22. Paralelamente, por razões idênticas, o artigo 29.° habilita o presidente da UKE a rectificar oficiosamente, não já a sua própria resolução, mas o texto de um contrato de acesso, ou a pedir às partes que o revejam (18).
23. Além disso, o artigo 45.° da Lei polaca das telecomunicações permite que o presidente da UKE imponha a uma empresa, que controle o acesso aos utilizadores finais, as obrigações regulamentares indispensáveis que garantem as suas comunicações com os que dispõem dos serviços de outro operador, incluindo o dever de interligação, sempre que surjam como soluções proporcionadas e adequadas ao problema suscitado.

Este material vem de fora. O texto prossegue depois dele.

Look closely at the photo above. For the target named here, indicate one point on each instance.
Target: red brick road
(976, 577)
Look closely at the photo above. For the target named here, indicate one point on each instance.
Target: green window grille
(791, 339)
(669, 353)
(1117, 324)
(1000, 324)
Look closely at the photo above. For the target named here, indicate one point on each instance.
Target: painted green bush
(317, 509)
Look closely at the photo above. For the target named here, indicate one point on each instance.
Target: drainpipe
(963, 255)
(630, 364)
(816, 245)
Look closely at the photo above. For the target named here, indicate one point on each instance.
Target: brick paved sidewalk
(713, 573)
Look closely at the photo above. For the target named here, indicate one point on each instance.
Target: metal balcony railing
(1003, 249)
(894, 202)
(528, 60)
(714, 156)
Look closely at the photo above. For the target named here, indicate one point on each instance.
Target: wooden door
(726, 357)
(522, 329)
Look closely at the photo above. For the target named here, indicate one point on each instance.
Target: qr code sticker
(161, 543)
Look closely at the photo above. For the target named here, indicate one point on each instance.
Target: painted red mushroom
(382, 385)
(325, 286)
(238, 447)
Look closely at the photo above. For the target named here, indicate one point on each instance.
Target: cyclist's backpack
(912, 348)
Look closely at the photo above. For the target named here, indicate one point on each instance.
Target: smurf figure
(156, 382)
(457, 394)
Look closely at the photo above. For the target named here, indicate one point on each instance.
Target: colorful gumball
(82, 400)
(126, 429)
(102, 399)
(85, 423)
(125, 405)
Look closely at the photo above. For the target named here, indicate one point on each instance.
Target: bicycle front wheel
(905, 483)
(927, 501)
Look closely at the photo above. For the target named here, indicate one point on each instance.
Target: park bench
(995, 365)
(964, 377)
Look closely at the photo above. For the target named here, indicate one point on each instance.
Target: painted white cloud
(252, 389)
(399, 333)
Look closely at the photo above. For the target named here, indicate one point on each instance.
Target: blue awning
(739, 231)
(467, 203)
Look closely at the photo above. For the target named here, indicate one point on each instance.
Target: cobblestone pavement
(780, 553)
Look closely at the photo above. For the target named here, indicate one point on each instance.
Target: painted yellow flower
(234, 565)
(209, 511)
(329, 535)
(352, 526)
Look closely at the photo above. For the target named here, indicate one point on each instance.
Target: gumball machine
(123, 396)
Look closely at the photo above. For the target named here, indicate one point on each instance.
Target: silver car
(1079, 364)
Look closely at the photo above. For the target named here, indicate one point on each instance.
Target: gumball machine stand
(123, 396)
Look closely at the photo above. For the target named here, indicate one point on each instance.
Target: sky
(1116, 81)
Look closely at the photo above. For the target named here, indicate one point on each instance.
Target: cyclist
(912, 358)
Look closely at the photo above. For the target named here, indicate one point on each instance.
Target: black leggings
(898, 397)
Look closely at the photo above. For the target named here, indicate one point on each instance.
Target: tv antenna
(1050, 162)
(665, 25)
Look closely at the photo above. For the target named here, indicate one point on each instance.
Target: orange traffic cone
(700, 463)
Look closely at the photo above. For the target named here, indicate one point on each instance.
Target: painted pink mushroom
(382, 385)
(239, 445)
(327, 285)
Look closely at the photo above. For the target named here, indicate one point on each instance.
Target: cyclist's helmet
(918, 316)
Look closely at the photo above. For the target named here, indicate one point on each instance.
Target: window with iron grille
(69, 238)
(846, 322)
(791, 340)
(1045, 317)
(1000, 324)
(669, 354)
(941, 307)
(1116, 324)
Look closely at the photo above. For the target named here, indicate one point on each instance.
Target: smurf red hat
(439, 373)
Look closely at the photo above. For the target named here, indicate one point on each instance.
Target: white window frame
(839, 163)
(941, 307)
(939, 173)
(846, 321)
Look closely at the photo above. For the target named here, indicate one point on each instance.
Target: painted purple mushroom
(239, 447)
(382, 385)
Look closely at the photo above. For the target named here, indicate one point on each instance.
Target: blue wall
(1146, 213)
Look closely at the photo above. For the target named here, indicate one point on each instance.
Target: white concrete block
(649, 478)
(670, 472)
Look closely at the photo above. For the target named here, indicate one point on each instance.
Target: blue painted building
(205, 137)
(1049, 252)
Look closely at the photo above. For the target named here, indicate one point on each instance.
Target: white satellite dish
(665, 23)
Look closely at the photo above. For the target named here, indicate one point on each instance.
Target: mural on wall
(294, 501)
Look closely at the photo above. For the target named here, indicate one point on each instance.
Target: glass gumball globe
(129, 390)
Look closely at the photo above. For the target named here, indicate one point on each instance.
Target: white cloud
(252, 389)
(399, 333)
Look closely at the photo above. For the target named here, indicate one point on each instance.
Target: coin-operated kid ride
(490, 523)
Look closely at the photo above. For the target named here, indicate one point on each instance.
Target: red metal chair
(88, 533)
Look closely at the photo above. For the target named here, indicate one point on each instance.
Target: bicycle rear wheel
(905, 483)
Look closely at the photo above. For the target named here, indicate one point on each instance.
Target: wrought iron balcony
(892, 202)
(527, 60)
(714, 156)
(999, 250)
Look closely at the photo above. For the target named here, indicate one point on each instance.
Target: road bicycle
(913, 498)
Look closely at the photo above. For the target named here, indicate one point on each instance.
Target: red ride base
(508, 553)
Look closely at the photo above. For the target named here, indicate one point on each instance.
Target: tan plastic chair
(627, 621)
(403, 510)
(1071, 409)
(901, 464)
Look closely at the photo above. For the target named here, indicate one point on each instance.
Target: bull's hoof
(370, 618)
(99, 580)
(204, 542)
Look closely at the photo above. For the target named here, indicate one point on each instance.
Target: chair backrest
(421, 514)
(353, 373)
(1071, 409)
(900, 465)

III – Fase pré‑contenciosa, posição das partes e processo no Tribunal de Justiça
24. Em 21 de Março de 2005, a Comissão manifestou as suas dúvidas ao Estado‑Membro demandado quanto à compatibilidade da Lei das telecomunicações, de 2004, com os artigos 4.°, n.° 1, e 5.°, n.° 1, primeiro parágrafo, da directiva acesso.
25. Na sua resposta de 25 de Maio de 2005, o Governo polaco reiterou a correcção jurídica das disposições referidas, defendeu o alargamento da obrigação de negociar para reduzir os custos de construção de novas infra‑estruturas a cargo dos operadores independentes e reconheceu que o disposto no artigo 5.°, n.° 1, primeiro parágrafo, da directiva acesso foi indirectamente transposto.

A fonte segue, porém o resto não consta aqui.